The advent of the cloud data warehouse (CDW) including Amazon Redshift, Snowflake, Google BigQuery and Azure Synapse Analytics has kicked off a migration of BI reporting and analytics to the cloud, primarily off-loading or replacing the on-prem data warehouse for handling structured batch data. Naturally companies who have adopted a CDW want to leverage that investment to their big data and streaming data. The question is whether the CDW offers adequate latency and price/performance to do the job.

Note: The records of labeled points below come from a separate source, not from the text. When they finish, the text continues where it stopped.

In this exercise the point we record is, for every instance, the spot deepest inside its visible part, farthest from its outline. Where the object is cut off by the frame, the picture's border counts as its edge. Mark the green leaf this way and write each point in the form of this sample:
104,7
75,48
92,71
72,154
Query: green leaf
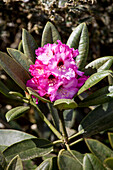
94,79
103,63
29,149
20,46
79,39
29,45
29,164
16,94
15,164
90,162
64,104
9,137
98,120
109,163
2,162
99,97
50,34
34,93
21,58
100,150
16,112
67,161
48,164
110,136
4,89
14,70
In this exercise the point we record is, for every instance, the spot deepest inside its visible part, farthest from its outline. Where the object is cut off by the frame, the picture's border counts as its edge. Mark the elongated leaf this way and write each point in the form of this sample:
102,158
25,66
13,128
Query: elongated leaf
79,39
90,162
99,97
21,58
29,164
15,164
106,66
100,150
110,136
16,112
20,46
100,62
34,93
14,70
4,89
29,45
98,120
67,161
29,149
50,34
94,79
48,164
9,137
63,104
109,163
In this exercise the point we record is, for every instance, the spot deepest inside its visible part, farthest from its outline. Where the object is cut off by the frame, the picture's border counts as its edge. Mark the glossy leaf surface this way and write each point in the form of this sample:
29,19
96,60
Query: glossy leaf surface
29,45
34,93
29,149
100,150
16,112
9,137
50,34
14,70
67,161
94,79
102,63
110,136
79,39
21,58
15,164
98,119
48,164
109,163
63,104
90,162
99,97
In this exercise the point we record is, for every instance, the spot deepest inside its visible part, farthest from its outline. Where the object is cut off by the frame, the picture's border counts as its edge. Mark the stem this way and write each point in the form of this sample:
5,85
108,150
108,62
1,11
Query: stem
68,148
79,133
57,142
79,140
42,116
62,126
54,115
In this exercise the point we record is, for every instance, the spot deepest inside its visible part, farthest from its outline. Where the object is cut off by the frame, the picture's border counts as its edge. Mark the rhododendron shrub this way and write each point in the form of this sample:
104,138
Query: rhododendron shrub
51,79
55,73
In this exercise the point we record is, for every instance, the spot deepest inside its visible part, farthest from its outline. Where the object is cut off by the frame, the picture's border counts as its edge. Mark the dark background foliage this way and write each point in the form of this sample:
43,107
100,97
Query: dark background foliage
65,15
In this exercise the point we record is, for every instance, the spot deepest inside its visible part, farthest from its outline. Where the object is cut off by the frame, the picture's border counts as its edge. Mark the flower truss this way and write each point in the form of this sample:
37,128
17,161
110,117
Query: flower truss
55,74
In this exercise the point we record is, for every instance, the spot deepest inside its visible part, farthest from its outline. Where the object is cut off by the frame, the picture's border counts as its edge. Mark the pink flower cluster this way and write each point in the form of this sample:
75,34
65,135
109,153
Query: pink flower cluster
55,74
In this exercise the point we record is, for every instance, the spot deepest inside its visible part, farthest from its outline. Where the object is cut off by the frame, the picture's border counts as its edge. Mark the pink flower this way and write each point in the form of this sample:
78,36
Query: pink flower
55,74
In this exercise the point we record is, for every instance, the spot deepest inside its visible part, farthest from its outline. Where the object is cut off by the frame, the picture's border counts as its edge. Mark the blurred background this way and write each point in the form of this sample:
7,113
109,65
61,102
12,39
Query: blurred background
65,15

This benchmark report reviews four approaches to processing data for near real-time analytics, using Snowflake Data Platform as the destination for analytics. Our goal was to understand the differences and trade-offs across these requirements:
– Latency to obtain query-ready data
– Cloud compute cost to process the data
– Time required to develop and maintain the data pipeline
– Cost and complexity of infrastructure the data team needs to maintain as scale, velocity and consumption requirements change
Upsolver is a data transformation engine, built for data lakes, that automates complex orchestrations with SQL-based declarative pipelines. Upsolver customers deal with complex data sets, such as machine generated data, whether structured or semi-structured, that is continuously arriving as streams or small, scheduled batches. They rely on both data lakes and data warehouses in their architecture and have both internal and external data consumption use cases. We wrote this report to answer the question we frequently get asked: “What is the best way to architect our infrastructure for the future?”